19. Bölüm: Sirius'un İkna Çabaları

1.7K 156 48
                                    

04

Oops! This image does not follow our content guidelines. To continue publishing, please remove it or upload a different image.

04.02.1978

Bir kadının bağrında büyüttüğü alev, dünyayı cehenneme çevirebilirdi. Bir kadının bağrında büyüyen intikam kanlı ellerin sarıldığı boğaza dönüşebilirdi. Kadınlardan korkulmalıydı, lâkin korkmadığınız bir kadın, ancak sizin sonunuz olurdu.

Capella Black, kendini bildi bileli annesi tarafından hor görülmüştü. Bir kadının başka bir kadın tarafından aşağılanması kadar zavallı bir durum yoktu.

Küçük bir kız çocuğuydu Capella. Henüz yedi yaşındaydı ve yine cıvıl cıvıl, renkli elbiselerinden birini giyinmişti. Walburga onu odasında, yaşına bakmadan mini bir elbise ile gördüğünde çılgına dönmüştü.

Hızlı adımlarla yanına gelmiş ve kızını yatağına oturtmuştu. Walburga da yanına oturup Capella'nın elini tutumuştu. Fakat Capella, annesinin elini sıkı sıkı tutmasında samimiyet kırıntılarını hissedememişti.

"Böyle elbiseler giyinmemelisin tatlım," demişti Walburga sakin kalmaya çalışarak. "Yoksa bu küçük yaşta... bedenini erkeklere açtığını düşünürler, inan bunu hiç istemezsin, adın çıkar ve büyüdüğün zaman hiçbir safkan ailesi seni gelin olarak istemez."

Capella da dudaklarını bükmüştü o sabah üzgün üzgün. Annesine masum gözlerle bakmıştı. "Ama anne, ben elbiselerimi çok seviyorum. Üzerimde güzel durdukları için giyiniyorum..."

Walburga sinirle dişlerini sıkmıştı gözlerinden öfke saçarak. "Seni tekrar uyarmayacağım. Black ailesine yakışır bir kız ol. Edepli ol ve kapalı giyin. Erkeklere yanaşma, yan gözle dahi bakma.

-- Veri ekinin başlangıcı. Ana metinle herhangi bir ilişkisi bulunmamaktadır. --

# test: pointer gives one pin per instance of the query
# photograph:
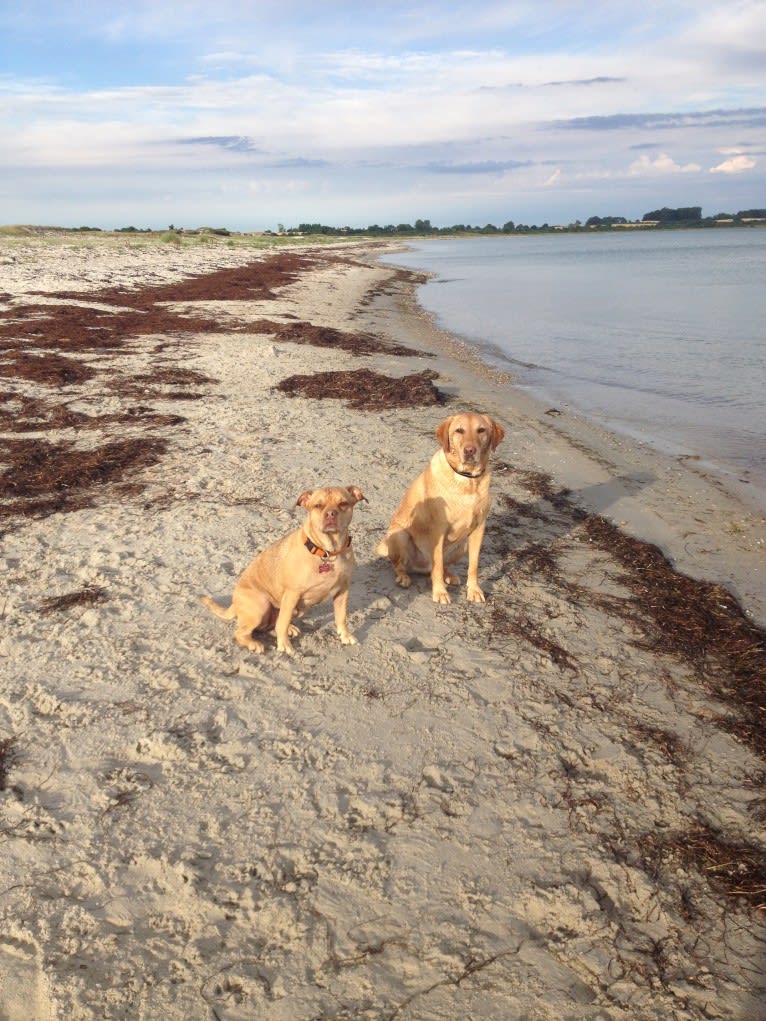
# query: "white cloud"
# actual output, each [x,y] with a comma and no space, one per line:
[736,164]
[660,165]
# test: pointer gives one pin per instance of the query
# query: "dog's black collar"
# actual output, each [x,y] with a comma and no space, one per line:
[324,553]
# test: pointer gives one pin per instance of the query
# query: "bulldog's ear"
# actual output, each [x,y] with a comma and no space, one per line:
[442,434]
[357,494]
[497,433]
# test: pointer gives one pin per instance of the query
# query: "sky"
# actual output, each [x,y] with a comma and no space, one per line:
[254,114]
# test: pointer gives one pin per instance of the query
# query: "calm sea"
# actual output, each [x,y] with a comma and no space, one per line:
[659,336]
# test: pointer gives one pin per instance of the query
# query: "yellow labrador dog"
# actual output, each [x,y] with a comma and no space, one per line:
[444,511]
[313,564]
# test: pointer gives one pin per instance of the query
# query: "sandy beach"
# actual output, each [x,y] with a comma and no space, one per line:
[545,807]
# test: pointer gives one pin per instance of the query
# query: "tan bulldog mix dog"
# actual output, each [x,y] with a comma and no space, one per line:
[313,564]
[444,512]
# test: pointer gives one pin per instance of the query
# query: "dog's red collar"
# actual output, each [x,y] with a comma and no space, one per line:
[324,553]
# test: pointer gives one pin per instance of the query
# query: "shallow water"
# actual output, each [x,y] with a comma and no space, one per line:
[656,335]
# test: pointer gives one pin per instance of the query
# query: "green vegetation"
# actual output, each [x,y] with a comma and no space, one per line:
[663,219]
[658,219]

Yoksa adın erkek avcısına çıkar kızım! Dikkat etmelisin."

"Hayır!" demişti Capella ince sesiyle bağırıp ayağı kalkarken. Annesine ilk sesini yükselttiği zaman o gündü. "Ben erkek avcısı değilim! Sevdiğim ve hoşuma gittiği için giyiniyorum anne başkalarının düşüncesi beni ilgilendirmiyor."

Walburga hiddetle ayağı kalkmış ve elini havaya kaldırarak Capella'nın yanağına sert bir tokat atmıştı. Walburga'ın Capella'ya attığı ilk tokattı bu.

Küçük beden tokatın etkisiyle yana doğru sert bir şekilde düşmüştü ve dolan gözlerini saklamak istercesine başını yerden kaldırmamıştı. Annesi ona tepeden bakarak, "Bize layık bir evlat ol. Bu son uyarım. Bir daha açık saçık şeyler giyinirsen, emin ol artık kıyafet alacak paran olmaz." demişti.

Capella küçüktü daha, çocuktu. Neyin ne olduğunu asla kavrayamamıştı, fakat şimdi dönüpte o günlere baktığında küçük kız çocuğuna acıyordu.

Neden direnmemişti o küçük kız çocuğu? Neden cesaretli olamamıştı? Eğer ağabeyi Sirius gibi olsaydı istediğini giyinirdi. Fakat o gün bu gündür, Capella annesinin bu tavırlarına kin beslemiş ve istediğini giyinmişti.

Capella, gardırop aynasına bakarken bu anısını düşünüyordu. Üzerindeki elbiseyi süzerken aklına annesinin dedikleri gelmişti. Uzun ve salaş kolları vardı elbisenin. Bel üzeri dar ve hafif göğüs dekolteli, belden aşağı bollaşan, dizlerin iki parmak altında biten bordo bir elbiseydi.